Several drivers, including the Red Bull teammates who experienced little to no porpoising in the previous season, grumbled about it when putting in the laps in Friday’s practices for the Spanish Grand Prix weekend.

Max Verstappen complained that the “car is bouncing under braking into Turn 10 and in the last corner” while Sergio Perez said he was “starting to bounce as I go into the final corner.”

In the McLaren, Lando Norris told his crew he experienced “some porpoising and bottoming into the last corner” and that “it’s upsetting the car quite a bit.” George Russell said he had “a bit of bouncing on the entry of that last corner.”

F1 Teams Report Porpoising Return In Barcelona

The porpoising phenomena is expected to resurface during the Spanish Grand Prix weekend of 2023, according to drivers who noticed it in Barcelona’s first practise session.

Following the revision of the rules that signalled the return of ground effect, the porpoising feeling that many believed had been lost in the 1980s returned to the series in the early years of 2022.

Porpoising happens when an automobile moves closer to the track as it moves faster through the air. But as soon as it touches the surface, the underfloor airflow pauses, reducing the amount of downforce. During these times, the air continually attaches and detaches, causing the automobile to wildly jump.


The FIA started monitoring the levels of movement after porpoising plagued the beginning of the previous season, and for 2023, it mandated a 15mm elevation in the height of the floor edge in an effort to permanently end porpoising since the high oscillations are dangerous to the drivers’ health.

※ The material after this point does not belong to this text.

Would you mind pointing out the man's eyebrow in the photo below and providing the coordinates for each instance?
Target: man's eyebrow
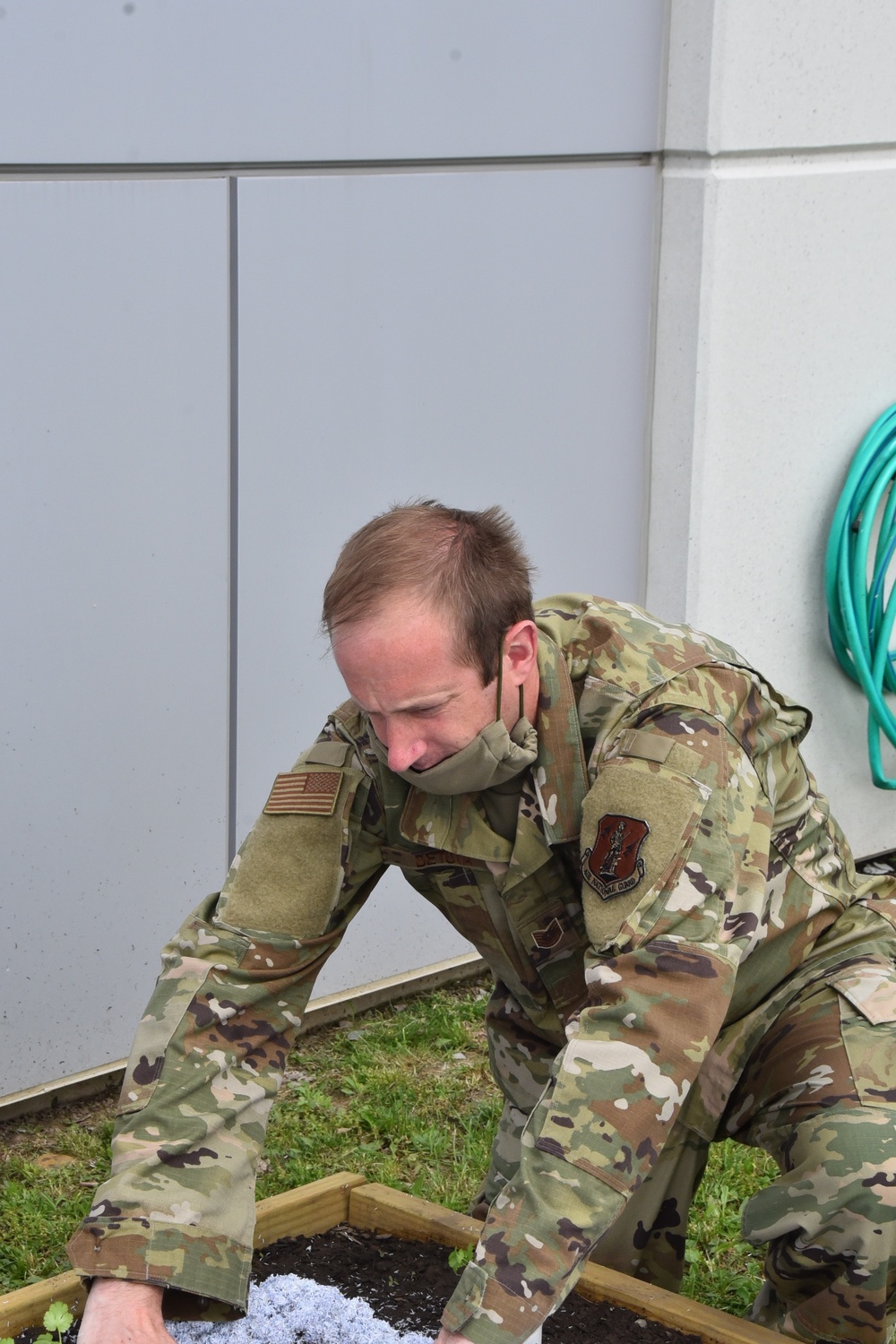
(425, 702)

However, during the first practise in Barcelona, Max Verstappen and Sergio Perez of Red Bull, George Russell of Mercedes, and Lando Norris of McLaren all complained that their cars were bouncing once more.

“So if we were alone here, I would say, that’s porpoising,” Stella told the media at the Barcelona circuit.

“We know you can have it in some places but the fact that we heard the same coming from Red Bull as well, I think highlights that it could be a track-specific element that all teams might have to deal with.

“I thought our understanding is that Red Bull was a little more robust in terms of coping with porpoising so it could be a track feature, a challenge that, I would say… well, certainly we have to deal with.

“We understand Mercedes and Red Bull have to deal with based on their comments and could be performance limitations because, to deal with that, you need to make some adjustments that might cost some performance somewhere else.”

Martin Brundle, a former F1 driver turned commentator, stated in his Sky Sports commentary that it is not a nice experience whether it is special to Barcelona or not.

“The underneath of the car generates an awful lot of downforce on these ground effect cars. It works in conjunction with the ground to generate this incredible downward load,” he said.

“Teams run them as low as they can get away with but, occasionally it just chokes especially on a bump. The car goes down, loses downforce, comes up, gains downforce, goes back down again and this motion goes on.

“The last thing you need coming into that final corner is the car kicking off like that.”